This is how the xml files look like when gunzip og untar (this is explained in
http://www.oaister.org/sru.html):
<?xml version="1.0" encoding="UTF-8"?>
<BIBDB><GROUP NAME="zas">
<A ID="oai:ZASPIL:zp28001" DT="2005-09-08T13:31:30Z"><B><K>Acoustic Cues for the Korean Stop Contrast - Dialectal Variation</K><L>Choi, Hansook</L></B><E><YR>2002</YR><X>ZAS-Berlin</X></E><G><AA>http://www.zas.gwz-berlin.de/papers/zaspil/articles/28-1-choi.pdf</AA></G><J><URL>http://www.zas.gwz-berlin.de/papers/zaspil/articles/28-1-choi.pdf</URL></J><FMT>application/pdf</FMT><LANG>English</LANG><TYPE>arcticle</TYPE><INST>Zentrum fur Allgemeine Sprachwissenschaft, Typologie und Universalienforschung (ZAS) Archive</INST></A>
<A ID="oai:ZASPIL:zp29002" DT="2005-09-08T13:31:30Z"><B>..........</A>
........
</GROUP></BIBDB>
Harvesting Oister.org is only available via ftp.
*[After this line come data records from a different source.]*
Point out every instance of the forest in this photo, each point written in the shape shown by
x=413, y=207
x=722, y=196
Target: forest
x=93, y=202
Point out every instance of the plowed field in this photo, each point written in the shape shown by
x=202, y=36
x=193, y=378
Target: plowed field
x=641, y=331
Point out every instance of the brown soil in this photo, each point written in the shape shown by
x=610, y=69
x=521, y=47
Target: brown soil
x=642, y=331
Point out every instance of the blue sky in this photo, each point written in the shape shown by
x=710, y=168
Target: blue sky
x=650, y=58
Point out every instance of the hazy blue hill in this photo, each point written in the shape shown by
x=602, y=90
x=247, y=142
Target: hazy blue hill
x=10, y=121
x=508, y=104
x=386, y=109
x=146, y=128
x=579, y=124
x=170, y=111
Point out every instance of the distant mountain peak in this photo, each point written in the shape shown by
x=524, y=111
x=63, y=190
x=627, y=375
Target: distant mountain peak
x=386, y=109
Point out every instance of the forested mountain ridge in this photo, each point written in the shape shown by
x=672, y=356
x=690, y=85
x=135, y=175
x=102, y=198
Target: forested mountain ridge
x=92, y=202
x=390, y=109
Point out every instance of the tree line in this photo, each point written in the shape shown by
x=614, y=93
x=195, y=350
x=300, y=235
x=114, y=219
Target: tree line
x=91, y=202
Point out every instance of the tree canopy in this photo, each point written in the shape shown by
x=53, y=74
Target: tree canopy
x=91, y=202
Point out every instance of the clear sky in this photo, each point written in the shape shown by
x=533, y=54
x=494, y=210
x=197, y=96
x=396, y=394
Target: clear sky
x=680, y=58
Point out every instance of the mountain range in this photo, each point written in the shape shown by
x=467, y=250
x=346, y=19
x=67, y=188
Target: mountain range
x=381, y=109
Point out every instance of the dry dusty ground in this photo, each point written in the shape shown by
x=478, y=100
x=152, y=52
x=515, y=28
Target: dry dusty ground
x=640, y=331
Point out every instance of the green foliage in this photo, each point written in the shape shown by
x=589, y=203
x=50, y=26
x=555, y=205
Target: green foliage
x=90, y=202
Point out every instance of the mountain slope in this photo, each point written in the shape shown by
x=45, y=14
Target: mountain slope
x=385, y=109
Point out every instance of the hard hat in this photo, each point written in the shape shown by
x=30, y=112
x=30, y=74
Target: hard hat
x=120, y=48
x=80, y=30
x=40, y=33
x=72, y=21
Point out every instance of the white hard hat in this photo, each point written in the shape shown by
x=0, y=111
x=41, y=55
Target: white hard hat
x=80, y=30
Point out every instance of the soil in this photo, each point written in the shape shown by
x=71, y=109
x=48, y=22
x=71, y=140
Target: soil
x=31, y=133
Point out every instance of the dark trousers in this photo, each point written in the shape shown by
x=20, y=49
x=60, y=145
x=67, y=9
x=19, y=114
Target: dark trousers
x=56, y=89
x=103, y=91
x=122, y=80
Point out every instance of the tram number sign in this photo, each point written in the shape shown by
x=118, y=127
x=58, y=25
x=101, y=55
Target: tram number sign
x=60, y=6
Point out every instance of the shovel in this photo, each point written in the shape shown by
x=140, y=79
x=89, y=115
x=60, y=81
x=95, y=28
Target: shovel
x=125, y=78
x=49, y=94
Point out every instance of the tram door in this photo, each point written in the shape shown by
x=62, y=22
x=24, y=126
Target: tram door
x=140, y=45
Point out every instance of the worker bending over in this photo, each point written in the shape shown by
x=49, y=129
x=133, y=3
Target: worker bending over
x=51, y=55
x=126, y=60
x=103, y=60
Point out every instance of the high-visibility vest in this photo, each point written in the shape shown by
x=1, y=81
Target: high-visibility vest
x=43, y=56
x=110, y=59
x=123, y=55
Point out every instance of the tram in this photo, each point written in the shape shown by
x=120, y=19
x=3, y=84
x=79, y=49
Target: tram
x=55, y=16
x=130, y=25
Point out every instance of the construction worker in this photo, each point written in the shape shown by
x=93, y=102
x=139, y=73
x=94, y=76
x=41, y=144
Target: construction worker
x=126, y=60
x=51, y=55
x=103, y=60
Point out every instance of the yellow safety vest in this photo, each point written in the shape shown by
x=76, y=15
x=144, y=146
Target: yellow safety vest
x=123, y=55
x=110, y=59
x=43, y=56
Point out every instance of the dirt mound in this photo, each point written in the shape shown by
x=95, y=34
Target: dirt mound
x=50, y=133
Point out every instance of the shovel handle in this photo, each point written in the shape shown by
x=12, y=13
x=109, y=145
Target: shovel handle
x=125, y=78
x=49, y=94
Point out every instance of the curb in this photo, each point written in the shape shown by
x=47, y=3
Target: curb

The metadata is packed in .tar.gz. I was thinking using DOM/PHP5 to inject the data in the xml files into Harvester2.
Currently Harvester2 uses a socket open and read to access remote HTTP. Would it simple to add an extension which allows the harvester to access ftp socket 21?
Cheers
Obi